3096778:M 17 Apr 2025 12:07:07.682 . Pinging node a12f61ce06037a0176b9bc2b3a337ce80cd309cf ()
After Pinging node a12f61ce06037a0176b9bc2b3a337ce80cd309cf 37dc46d8d866f5dfb3955db7ba717bae54be32ff immediately got this node to CLUSTER SLOTS response
@madolson the fallback was never called (added logs there to see if it was called).
Another run, with more added logs in fallback:
if (node->link && node->ping_sent == 0 && (now - node->pong_received) > ping_interval) {
serverLog(LL_DEBUG, "!!!!!!! NODE %.40s (%s) not pinged for too long.", node->name, node->human_nodename);
clusterSendPing(node->link, CLUSTERMSG_TYPE_PING);
continue;
} else {
serverLog(LL_DEBUG, "!!!!!!! Skip pinging NODE %.40s (%s) has_link=%d, ping_sent=%lld, pong_received=%lld, now=%lld, interval=%lld, ping_interval=%lld",
node->name, node->human_nodename,
node->link != NULL, node->ping_sent, node->pong_received, now, now - node->pong_received, ping_interval
);
}
valkey3.log
valkey5.log
Here is 15 seconds between Pinging node 7da381c6430a69141dd64faadaed17d3c6b83ec1 in valkey3.log.

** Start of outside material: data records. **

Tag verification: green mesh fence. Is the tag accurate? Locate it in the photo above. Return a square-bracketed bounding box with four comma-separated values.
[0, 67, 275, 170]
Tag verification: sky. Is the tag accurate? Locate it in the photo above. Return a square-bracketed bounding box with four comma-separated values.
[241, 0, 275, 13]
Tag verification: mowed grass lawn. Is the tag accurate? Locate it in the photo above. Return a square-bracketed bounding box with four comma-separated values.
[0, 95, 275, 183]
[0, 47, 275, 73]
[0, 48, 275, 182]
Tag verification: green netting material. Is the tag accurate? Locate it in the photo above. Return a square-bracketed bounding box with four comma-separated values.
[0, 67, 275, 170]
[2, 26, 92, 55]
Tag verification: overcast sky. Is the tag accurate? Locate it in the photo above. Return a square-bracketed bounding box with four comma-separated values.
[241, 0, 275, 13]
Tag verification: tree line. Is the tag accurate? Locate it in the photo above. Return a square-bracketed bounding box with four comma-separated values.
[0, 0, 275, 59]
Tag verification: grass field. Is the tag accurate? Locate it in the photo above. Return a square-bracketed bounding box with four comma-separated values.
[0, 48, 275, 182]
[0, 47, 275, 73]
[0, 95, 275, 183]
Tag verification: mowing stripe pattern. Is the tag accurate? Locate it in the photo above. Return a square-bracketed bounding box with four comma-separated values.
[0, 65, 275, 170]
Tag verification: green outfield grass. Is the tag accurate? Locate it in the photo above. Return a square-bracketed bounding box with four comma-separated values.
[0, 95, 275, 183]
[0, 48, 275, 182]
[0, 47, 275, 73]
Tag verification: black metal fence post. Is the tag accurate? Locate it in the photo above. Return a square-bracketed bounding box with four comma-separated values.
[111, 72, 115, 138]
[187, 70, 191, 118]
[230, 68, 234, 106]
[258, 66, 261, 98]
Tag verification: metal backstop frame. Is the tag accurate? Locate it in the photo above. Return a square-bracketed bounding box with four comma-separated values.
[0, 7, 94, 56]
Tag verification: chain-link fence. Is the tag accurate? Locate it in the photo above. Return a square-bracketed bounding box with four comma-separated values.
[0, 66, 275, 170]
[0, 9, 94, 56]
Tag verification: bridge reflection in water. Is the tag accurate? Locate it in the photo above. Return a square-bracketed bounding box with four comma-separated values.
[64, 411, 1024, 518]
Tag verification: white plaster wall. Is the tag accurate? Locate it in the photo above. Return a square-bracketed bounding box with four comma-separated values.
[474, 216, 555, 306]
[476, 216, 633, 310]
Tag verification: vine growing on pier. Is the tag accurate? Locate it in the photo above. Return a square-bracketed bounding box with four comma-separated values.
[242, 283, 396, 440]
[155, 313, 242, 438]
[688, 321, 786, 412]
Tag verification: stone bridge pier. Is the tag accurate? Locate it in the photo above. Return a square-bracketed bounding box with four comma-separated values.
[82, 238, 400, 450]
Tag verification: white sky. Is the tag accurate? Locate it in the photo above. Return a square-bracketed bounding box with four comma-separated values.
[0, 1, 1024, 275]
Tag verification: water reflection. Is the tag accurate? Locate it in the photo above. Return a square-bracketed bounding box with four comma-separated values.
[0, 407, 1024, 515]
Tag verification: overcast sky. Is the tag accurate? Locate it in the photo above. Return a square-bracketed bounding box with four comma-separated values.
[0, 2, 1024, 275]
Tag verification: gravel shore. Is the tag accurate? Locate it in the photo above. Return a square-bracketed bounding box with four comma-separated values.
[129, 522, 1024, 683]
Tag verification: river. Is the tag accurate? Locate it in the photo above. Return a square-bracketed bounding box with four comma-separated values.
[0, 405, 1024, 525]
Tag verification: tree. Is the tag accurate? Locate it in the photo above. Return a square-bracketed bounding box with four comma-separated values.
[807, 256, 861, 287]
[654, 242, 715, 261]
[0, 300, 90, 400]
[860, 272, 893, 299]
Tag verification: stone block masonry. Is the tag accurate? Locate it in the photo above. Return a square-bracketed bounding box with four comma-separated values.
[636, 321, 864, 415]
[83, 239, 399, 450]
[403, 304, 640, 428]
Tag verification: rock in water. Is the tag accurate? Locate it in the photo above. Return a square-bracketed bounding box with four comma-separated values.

After the second ping the nodes finally converged
Hi! @madolson Any other ideas how to fix this without adding flag for testing purposes https://github.com/valkey-io/valkey/pull/1909?

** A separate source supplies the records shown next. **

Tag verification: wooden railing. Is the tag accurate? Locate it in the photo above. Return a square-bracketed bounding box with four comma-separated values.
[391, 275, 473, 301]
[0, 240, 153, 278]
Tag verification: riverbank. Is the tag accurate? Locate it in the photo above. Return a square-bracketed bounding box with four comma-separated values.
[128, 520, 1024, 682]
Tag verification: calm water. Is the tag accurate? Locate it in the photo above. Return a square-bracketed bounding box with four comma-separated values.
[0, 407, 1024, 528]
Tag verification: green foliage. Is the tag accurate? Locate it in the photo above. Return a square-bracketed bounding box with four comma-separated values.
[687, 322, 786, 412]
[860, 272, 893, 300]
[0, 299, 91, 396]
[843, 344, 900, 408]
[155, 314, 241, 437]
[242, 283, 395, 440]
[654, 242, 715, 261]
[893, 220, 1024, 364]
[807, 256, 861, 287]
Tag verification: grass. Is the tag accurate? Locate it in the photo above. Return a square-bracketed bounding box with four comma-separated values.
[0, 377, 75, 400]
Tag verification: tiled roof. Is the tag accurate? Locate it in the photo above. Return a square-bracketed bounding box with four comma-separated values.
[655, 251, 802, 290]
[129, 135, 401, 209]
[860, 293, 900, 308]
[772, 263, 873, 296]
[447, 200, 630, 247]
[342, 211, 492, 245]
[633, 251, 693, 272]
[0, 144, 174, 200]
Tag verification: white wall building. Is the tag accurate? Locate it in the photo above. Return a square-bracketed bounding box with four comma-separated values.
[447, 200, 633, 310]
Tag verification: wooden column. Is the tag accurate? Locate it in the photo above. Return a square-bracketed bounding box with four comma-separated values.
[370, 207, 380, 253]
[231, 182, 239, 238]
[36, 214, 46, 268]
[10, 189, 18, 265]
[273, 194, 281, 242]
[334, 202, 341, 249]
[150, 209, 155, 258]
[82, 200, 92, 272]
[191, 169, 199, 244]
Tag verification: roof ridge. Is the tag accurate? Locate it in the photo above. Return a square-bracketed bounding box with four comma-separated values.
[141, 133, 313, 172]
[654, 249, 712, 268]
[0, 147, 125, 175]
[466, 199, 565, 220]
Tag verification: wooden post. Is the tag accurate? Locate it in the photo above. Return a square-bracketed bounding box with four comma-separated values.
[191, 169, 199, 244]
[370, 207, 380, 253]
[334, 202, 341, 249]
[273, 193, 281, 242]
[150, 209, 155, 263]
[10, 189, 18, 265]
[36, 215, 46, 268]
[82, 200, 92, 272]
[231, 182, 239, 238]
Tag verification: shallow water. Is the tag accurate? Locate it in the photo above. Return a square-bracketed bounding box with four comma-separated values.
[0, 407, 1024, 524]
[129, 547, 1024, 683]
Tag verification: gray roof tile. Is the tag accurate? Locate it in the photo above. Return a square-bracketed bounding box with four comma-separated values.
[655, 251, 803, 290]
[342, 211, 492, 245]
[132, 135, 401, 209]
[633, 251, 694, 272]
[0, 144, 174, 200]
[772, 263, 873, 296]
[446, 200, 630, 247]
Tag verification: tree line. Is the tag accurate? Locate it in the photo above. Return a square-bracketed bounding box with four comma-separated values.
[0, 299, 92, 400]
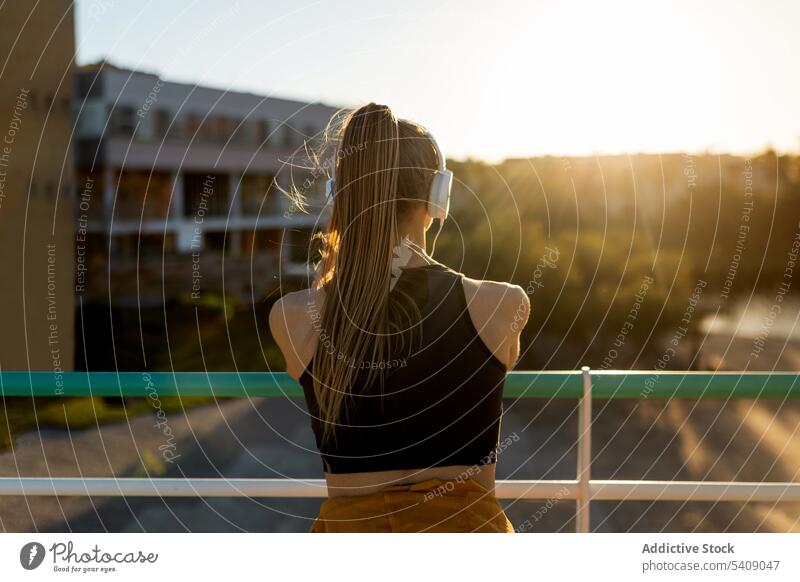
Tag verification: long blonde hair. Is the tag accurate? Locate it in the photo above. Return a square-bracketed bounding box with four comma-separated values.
[296, 103, 438, 441]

It looks like this update of pong_received that can occur on gossip from some other nodes, prevents pinging fallback https://github.com/valkey-io/valkey/blob/20a49ff01387be7a5091d8d51251c9875d1183ea/src/cluster_legacy.c#L2437
May be need to track the last ping time here instead of pong time? Now ping_sent is 0 almost always.